Realistic_Salt7109@reddit
Internet
Creepy_Session6786@reddit (OP)
Oh absolutely on the keeping it quiet. My parents & siblings know I prep and that’s it.
Frosti11icus@reddit
That’s too many. Literally no one needs to know.
Creepy_Session6786@reddit (OP)
We all prep and plan together for long term.
violetstrainj@reddit
I learned the hard way that if you are sick or otherwise incapacitated, it doesn’t matter if you have the exact supplies you need if you physically are too weak to get to them or prepare them. I also lived through a bunch of weird scenarios that probably would not have happened if the pandemic hadn’t happened that I had to add to my “apocalypse bingo card” such as some crazy guy trying to climb in our window at work because he didn’t understand the concept of drive-thru only.
Dobbys_Other_Sock@reddit
People are very resistant to anything that changes their day to day lives.
Also stock mask. We had a 3 month old when Covid shortages started and people were buying up the nursery water designed for baby formula and also wipes because of the toilet paper shortage and we were ok for a few weeks, but then had a lot of trouble finding those things. This time I have stocked the water and wipes situation well.
Also don’t be that asshole buying baby products for yourself, some of us have actual babies.
DeFiClark@reddit
To short cruise lines earlier next time
davidm2232@reddit
I'm prepped for short medium term disasters both physically and mentally. But I'd have big issues mentally in an extended emergency. The isolation, the fear of getting sick, and the government control took a much bigger toll on me than I could have expected.
IT_Chef@reddit
Some people are assholes that will be defiant for the sake of being defiant.

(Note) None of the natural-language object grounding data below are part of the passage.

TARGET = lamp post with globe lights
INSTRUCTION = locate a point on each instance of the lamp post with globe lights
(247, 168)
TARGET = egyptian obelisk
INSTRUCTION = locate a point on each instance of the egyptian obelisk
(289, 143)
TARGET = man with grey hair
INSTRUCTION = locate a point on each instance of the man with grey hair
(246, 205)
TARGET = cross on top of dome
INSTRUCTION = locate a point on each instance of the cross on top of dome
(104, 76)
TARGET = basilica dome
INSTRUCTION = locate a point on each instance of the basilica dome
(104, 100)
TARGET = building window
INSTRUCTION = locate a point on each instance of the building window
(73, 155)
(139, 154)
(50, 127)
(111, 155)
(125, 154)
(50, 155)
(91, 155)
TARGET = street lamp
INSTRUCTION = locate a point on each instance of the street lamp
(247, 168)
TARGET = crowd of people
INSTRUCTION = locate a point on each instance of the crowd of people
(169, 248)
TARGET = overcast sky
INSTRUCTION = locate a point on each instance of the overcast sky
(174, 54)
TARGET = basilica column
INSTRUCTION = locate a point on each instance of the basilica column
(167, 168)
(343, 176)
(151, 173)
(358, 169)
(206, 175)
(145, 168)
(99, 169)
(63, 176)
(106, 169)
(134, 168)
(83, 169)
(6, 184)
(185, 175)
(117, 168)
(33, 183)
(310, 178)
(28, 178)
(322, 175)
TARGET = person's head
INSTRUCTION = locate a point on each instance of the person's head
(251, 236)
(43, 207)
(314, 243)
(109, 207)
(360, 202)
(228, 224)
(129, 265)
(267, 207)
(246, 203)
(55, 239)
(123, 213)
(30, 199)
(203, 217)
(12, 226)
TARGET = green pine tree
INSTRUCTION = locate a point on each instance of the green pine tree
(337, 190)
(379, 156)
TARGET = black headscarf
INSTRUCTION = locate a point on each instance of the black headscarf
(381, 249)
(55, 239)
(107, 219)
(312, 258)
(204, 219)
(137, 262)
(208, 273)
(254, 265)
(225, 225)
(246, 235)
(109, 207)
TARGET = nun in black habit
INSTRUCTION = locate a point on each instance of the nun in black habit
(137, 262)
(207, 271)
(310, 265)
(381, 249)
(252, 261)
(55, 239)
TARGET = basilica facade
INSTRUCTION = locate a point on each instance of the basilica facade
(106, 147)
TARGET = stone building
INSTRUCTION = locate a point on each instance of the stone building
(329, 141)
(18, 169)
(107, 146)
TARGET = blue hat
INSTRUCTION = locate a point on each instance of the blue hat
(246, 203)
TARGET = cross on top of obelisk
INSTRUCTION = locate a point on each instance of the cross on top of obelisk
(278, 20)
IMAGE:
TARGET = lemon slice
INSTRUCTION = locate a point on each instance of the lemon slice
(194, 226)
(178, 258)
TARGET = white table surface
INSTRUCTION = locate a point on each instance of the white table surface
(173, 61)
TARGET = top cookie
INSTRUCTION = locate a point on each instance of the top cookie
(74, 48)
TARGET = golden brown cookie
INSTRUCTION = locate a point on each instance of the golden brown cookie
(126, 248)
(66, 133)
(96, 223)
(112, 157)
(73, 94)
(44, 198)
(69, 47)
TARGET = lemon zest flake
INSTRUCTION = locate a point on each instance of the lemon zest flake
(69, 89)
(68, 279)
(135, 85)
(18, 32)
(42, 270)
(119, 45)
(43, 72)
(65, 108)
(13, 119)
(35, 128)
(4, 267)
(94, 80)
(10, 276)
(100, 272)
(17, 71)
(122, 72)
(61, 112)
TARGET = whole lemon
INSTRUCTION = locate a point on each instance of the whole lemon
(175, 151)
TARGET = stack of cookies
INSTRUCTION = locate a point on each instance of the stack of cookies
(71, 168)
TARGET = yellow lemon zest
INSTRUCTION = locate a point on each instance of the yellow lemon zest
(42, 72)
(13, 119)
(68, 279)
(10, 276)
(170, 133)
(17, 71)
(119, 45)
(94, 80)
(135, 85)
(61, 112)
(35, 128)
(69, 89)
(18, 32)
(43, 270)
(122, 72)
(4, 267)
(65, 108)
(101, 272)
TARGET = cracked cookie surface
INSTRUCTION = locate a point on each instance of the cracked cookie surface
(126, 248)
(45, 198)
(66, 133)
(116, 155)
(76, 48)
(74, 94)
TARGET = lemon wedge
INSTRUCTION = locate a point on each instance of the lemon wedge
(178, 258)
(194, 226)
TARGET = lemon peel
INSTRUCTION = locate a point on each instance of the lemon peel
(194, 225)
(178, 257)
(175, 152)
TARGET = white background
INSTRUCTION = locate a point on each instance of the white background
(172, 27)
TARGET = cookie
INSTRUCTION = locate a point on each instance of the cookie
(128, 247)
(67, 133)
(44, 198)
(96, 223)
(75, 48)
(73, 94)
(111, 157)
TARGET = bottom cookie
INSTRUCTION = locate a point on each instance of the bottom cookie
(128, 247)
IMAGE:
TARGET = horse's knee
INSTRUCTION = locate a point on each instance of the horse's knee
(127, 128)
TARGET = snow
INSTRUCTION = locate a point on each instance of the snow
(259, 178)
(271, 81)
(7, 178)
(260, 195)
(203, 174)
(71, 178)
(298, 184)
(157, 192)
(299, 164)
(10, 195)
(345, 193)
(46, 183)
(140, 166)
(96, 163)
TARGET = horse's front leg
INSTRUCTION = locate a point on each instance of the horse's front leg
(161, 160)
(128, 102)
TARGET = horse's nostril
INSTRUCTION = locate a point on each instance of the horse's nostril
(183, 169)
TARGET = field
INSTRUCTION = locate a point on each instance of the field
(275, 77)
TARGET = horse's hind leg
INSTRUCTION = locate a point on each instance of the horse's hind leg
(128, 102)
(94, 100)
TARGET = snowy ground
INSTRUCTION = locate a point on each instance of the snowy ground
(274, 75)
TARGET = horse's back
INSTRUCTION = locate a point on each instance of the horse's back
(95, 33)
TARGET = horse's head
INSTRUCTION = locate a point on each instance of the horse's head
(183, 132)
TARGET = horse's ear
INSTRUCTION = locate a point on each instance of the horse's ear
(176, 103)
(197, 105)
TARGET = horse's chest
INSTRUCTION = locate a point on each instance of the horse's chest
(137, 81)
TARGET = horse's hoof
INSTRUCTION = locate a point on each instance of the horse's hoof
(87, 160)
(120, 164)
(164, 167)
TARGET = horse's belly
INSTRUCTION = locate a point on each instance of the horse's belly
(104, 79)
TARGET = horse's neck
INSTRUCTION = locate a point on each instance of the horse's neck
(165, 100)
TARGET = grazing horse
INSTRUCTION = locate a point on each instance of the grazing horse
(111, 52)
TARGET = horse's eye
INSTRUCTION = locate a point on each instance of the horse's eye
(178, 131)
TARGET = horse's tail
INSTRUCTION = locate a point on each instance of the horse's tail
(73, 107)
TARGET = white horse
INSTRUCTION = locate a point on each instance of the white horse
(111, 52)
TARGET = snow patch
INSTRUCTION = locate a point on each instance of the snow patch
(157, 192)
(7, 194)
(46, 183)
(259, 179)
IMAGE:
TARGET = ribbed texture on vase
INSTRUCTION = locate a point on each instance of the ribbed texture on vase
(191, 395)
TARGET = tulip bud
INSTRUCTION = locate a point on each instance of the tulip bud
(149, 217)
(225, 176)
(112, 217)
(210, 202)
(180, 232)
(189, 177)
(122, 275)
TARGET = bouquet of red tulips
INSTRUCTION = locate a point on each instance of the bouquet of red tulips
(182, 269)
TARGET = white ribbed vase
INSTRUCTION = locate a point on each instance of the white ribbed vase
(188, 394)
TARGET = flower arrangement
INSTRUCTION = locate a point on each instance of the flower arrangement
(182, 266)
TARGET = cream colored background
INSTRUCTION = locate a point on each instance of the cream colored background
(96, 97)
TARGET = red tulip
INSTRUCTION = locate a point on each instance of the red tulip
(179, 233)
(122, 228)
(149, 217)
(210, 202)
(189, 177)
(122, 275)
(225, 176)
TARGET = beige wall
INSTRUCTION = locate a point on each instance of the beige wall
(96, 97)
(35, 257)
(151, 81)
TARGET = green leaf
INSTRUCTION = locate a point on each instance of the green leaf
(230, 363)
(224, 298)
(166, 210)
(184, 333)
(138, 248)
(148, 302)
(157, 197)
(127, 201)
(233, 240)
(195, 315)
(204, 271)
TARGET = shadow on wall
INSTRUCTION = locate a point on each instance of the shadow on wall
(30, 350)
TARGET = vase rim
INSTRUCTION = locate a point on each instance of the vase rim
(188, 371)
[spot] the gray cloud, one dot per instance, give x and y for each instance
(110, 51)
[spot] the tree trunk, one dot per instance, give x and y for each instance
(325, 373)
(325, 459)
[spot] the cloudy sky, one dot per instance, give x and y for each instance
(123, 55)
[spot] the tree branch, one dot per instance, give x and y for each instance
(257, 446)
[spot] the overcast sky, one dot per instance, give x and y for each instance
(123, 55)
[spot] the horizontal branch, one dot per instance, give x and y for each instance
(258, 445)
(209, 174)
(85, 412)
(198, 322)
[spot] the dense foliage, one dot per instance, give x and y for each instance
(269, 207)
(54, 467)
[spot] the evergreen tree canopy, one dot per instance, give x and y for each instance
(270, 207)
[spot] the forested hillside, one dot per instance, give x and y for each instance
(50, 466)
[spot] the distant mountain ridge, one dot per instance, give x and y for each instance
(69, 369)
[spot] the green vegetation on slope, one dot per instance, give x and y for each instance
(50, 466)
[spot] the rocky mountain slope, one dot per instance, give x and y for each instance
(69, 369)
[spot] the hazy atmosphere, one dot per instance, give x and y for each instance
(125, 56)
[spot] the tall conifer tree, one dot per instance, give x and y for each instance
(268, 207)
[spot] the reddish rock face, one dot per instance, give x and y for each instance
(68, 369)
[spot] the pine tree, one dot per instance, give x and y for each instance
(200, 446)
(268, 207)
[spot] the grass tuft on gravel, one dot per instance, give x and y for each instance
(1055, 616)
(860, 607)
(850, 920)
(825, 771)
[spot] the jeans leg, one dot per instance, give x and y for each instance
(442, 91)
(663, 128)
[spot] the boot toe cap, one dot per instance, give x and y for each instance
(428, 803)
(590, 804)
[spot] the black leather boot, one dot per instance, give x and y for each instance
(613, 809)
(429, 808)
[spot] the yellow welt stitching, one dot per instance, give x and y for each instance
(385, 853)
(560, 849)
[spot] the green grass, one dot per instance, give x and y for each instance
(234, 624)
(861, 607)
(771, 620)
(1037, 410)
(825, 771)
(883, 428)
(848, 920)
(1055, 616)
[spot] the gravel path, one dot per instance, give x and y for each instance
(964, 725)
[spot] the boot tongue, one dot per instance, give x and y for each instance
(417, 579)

It's irrational and stupid, yet here we are...
Successful-Street380@reddit
People aren’t prepared for anything that is worse than the cold/flu. But to defend people, I’m ex Military, an Electronic/Electrical Technician and Safety & Fire Warden & Hazmat ( mostly secondary duties), and a Radiation Safety Officer. So prepping is kinda become second nature. I google/YouTube some of the weirdest things. And because I was sick a lot as a kid, I have a weak immune system , do I became very cautious
Southern_Loquat_4450@reddit
Also, that we had to learn how to wash our hands from the tv news.
Subtotal9_guy@reddit
Having PPE at home and work and for trips in-between.
SheistyPenguin@reddit
More paper products
More frozen meat on-hand
We now have more PPE and sanitary stuff.
gadget850@reddit
People are crazy. TP is made in the US and folks went nuts. But I still have a stock of masks and sanitizer.